Jesus taught that love for your fellow humans was more important than adherence to Law. He taught empathy for the misfit, the oppressed, and the marginalized. He despised relentless monetization. He fed the hungry, lifted the downtrodden, and “healed” without condition. He preached nonviolence and a separation of religion and power.
Paul was not one of the original twelve apostles—those with direct knowledge of what Jesus did—but a religious scholar of sorts, who first persecuted Jesus, but then had a change of heart, and took it to himself to spread the “good news” of Jesus. In the process, he invented an entire theology and narrative about Jesus that the latter never actually claimed, along with rules and regulations that were more a product of his time than any eternal set of values.
It’s interesting to note that almost every “culture war” topic US conservatives complain about today is either a Pauline concept, or something Jesus never addressed, or worse, actually opposed. Homosexuality? Paul (Rom 1:26–27). Women in power? Paul (1 Cor 14:34). Abortion? Actually nobody mentioned that one (trick question).
In fact, Paul was proud of the fact that when he turned from persecuting Jesus’ followers to promoting his teaching, he did not consult any of the original apostles. He went on a three-year world tour to promote the new Jesus religion before speaking to a single one of the actual people who lived with Jesus. Read Gal 1:13–24 and tell me Paul doesn’t sound like an opportunist to you.
Anyway, this is a rant from an atheist who used to read the Bible. I think Jesus was actually a cool dude: a humble illegitimate son, born to a teenage mother who was knocked up by a man who got away with it.
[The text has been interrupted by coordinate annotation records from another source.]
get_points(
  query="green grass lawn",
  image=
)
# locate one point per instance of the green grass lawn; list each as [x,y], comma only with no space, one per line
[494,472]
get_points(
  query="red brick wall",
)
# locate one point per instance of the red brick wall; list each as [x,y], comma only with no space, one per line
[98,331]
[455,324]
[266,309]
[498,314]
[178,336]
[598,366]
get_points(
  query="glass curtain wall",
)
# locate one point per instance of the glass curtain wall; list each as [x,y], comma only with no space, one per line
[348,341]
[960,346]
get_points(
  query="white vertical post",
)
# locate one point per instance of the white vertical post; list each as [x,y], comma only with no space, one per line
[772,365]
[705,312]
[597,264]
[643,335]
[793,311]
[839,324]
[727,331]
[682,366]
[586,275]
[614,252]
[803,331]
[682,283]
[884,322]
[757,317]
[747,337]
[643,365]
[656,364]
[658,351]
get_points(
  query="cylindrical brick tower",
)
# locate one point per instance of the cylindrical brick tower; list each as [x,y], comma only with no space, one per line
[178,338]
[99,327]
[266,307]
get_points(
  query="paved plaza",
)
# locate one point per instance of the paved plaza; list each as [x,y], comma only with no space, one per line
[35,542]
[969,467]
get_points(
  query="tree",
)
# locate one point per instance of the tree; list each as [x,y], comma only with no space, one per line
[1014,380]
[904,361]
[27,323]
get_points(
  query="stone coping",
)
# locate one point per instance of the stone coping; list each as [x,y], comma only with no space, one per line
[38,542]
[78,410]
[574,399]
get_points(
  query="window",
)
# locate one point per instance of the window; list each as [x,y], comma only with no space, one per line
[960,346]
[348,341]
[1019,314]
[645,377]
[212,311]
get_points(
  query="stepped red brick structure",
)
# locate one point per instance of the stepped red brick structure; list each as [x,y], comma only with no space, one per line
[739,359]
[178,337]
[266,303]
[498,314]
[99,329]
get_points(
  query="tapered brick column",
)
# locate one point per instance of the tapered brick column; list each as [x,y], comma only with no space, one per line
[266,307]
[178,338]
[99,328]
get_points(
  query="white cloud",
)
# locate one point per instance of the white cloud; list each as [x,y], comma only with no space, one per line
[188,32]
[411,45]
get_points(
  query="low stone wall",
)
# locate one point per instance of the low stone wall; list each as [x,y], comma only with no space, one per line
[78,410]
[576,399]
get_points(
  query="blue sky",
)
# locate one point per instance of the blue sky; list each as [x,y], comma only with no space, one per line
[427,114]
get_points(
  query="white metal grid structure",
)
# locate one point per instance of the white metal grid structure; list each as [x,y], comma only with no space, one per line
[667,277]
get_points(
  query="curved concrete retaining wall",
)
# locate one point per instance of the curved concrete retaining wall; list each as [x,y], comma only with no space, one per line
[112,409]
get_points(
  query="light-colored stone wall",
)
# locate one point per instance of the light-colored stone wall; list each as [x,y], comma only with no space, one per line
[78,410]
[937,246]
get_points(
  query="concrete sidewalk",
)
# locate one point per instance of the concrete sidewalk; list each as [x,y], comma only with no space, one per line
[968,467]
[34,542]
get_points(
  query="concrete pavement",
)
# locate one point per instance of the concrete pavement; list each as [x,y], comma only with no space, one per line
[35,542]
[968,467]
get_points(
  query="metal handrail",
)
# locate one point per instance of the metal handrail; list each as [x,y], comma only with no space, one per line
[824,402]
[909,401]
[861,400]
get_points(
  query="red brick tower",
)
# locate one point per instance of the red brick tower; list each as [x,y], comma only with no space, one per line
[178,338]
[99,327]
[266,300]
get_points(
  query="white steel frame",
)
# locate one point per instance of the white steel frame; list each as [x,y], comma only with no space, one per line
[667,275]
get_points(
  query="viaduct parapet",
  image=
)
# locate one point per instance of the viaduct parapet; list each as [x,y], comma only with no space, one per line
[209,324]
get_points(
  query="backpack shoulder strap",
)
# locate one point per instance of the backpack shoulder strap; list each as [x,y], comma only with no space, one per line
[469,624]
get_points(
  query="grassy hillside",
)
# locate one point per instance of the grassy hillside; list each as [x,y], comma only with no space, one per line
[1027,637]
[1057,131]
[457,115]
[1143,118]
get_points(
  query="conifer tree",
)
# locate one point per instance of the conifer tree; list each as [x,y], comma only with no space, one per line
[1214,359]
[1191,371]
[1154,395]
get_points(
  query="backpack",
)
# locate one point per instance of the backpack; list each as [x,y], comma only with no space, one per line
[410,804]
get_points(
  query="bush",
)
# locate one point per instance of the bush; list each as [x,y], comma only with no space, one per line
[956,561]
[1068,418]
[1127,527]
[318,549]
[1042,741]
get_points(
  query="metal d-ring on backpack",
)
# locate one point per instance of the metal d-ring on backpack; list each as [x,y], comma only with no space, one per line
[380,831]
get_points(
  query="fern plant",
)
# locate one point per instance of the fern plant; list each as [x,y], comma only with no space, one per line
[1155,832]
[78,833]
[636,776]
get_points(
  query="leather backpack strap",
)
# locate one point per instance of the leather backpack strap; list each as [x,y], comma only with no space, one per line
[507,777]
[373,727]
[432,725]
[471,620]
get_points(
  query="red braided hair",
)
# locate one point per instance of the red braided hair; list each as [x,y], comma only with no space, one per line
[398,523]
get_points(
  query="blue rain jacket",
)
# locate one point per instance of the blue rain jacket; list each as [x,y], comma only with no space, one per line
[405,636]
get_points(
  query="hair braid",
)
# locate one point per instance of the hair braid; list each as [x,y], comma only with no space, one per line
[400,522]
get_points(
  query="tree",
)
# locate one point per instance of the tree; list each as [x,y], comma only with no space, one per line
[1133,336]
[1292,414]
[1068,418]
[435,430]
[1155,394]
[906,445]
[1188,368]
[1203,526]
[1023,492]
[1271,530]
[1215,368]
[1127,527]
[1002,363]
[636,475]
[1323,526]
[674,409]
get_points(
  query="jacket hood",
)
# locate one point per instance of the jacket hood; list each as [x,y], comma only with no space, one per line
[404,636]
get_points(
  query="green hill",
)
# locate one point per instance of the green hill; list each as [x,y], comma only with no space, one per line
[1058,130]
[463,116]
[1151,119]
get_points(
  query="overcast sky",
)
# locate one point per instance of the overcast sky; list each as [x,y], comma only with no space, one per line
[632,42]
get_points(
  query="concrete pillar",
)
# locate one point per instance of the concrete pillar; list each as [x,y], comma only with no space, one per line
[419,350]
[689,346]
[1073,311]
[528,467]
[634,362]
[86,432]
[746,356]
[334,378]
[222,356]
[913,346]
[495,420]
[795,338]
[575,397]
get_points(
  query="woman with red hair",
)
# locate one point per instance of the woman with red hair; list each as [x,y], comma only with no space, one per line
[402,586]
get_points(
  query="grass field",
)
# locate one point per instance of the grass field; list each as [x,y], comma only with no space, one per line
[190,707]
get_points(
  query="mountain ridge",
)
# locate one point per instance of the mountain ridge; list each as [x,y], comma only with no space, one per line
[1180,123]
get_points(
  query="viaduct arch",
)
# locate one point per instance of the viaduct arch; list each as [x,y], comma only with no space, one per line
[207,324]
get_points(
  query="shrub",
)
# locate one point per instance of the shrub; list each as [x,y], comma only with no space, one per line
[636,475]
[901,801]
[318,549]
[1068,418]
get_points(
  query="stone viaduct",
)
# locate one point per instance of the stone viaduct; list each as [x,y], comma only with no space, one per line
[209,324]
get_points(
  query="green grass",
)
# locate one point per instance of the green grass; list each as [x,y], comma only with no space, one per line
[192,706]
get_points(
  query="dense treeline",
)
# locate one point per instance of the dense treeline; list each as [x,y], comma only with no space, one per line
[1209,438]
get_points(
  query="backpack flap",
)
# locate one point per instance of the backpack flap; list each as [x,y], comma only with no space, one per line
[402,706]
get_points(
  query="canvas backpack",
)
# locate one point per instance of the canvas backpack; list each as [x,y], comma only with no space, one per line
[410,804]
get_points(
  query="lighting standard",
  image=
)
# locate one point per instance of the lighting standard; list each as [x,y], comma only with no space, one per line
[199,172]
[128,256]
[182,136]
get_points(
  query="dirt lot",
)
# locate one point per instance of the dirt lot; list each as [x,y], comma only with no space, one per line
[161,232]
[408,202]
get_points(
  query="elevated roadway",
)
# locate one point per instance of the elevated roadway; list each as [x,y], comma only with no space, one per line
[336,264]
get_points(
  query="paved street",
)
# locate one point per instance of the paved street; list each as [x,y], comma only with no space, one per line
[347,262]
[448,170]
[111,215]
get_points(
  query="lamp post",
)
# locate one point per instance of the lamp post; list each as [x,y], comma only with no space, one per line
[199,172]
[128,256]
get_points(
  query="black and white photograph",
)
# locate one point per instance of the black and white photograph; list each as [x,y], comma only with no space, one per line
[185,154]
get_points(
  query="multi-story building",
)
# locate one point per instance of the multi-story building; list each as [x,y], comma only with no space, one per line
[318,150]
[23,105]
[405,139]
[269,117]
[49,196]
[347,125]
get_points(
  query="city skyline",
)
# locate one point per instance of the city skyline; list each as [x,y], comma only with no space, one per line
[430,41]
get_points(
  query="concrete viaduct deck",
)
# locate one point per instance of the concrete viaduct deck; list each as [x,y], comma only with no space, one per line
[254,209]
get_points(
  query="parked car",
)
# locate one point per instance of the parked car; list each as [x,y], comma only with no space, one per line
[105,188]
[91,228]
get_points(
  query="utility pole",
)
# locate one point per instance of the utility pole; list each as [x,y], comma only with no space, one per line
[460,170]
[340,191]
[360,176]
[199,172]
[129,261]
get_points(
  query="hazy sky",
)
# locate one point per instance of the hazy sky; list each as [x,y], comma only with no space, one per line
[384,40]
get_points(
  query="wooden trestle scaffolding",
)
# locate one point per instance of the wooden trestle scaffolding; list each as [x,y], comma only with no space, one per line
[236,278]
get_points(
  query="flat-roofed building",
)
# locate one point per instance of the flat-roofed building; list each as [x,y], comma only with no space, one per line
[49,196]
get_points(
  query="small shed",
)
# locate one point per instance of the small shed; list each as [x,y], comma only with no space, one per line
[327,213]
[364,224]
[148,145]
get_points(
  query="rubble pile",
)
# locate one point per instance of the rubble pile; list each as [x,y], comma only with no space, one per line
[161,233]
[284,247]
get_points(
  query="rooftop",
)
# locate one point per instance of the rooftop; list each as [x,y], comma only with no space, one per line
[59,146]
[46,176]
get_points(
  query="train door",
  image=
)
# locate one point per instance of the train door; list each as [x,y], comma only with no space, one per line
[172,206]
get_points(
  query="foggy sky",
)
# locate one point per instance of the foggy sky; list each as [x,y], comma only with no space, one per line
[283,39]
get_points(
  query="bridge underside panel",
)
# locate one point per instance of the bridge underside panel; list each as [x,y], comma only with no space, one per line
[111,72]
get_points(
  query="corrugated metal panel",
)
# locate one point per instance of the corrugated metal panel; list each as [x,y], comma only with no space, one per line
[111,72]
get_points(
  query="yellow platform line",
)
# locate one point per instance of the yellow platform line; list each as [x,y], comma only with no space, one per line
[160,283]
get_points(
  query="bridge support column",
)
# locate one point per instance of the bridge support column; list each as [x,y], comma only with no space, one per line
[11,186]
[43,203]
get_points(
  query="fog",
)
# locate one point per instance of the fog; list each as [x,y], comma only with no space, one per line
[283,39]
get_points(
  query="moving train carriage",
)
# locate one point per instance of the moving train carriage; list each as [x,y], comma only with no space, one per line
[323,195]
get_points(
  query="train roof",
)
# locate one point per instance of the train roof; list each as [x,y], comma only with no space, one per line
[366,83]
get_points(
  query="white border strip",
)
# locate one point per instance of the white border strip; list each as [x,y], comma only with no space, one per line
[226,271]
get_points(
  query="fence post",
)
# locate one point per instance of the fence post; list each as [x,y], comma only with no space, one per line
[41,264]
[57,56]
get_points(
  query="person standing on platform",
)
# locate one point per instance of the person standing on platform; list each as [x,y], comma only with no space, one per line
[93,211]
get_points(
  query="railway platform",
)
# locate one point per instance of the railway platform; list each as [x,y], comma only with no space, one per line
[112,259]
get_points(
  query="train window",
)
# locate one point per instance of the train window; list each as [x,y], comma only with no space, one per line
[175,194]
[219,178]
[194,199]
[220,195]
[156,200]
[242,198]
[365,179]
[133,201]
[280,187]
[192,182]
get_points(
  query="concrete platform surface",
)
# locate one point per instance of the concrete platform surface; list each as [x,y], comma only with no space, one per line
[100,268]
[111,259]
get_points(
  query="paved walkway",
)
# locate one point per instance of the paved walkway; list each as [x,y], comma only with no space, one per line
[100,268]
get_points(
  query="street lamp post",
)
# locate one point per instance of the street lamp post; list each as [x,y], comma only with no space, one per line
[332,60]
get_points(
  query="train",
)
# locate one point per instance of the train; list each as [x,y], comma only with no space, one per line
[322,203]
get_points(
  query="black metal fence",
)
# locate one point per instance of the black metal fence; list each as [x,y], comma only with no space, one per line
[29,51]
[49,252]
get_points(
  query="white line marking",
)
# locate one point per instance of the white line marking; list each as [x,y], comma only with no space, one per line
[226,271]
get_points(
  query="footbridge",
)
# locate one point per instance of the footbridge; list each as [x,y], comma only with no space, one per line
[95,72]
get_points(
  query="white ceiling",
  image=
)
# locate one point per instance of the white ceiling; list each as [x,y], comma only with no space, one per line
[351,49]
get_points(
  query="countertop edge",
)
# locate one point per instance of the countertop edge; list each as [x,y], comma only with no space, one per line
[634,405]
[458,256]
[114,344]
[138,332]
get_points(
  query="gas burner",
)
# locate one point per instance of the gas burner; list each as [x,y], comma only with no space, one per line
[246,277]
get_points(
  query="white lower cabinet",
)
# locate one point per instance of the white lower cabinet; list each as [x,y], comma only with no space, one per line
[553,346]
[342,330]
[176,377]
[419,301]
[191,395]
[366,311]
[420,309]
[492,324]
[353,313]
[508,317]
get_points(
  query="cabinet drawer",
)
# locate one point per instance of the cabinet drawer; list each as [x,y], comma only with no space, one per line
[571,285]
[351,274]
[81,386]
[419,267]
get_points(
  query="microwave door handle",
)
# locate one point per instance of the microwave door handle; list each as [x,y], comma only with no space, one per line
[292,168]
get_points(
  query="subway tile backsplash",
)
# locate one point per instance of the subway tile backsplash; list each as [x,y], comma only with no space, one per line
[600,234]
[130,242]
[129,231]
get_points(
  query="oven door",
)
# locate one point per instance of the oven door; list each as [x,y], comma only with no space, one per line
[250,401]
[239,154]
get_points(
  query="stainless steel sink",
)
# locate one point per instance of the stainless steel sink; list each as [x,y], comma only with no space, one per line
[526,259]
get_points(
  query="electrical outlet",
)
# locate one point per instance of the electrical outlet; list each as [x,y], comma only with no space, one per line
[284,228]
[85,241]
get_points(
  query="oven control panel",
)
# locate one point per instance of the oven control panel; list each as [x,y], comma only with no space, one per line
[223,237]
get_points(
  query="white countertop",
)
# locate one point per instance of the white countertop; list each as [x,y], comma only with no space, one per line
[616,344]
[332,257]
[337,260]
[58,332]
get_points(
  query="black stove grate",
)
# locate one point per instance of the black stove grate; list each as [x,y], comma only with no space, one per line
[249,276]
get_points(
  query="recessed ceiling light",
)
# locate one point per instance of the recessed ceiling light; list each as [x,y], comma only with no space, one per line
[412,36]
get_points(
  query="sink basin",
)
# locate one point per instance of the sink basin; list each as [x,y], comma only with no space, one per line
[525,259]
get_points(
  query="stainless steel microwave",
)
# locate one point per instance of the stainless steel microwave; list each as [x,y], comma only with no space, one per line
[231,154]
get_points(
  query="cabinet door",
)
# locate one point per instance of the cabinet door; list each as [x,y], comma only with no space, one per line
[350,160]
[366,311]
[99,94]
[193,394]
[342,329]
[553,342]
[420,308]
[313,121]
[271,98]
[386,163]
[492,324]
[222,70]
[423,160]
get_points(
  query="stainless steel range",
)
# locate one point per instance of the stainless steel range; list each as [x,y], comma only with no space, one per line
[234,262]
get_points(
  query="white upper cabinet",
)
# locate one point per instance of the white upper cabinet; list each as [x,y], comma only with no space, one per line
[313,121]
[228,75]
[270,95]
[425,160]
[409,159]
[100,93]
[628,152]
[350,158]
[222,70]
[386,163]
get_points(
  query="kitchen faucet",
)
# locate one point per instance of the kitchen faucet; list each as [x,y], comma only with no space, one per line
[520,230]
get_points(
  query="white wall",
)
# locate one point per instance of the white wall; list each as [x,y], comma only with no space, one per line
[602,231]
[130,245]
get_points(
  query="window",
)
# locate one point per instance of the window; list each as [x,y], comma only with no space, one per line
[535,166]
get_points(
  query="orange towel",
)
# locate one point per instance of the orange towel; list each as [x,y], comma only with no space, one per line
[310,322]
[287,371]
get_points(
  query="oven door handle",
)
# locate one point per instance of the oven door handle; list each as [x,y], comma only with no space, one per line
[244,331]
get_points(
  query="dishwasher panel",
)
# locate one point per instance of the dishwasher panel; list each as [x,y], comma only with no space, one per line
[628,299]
He was a friend to the underdogs. He mostly ignored the Roman Empire but nevertheless annoyed them more than any of the bigwigs of Judea. He hated wealth-hoarders and monetizers. He wanted a society that fed and clothed each other. And for that, the establishment (both religious and secular) tortured and killed him.
Then some people turned him into a resurrected god, and it went downhill from there.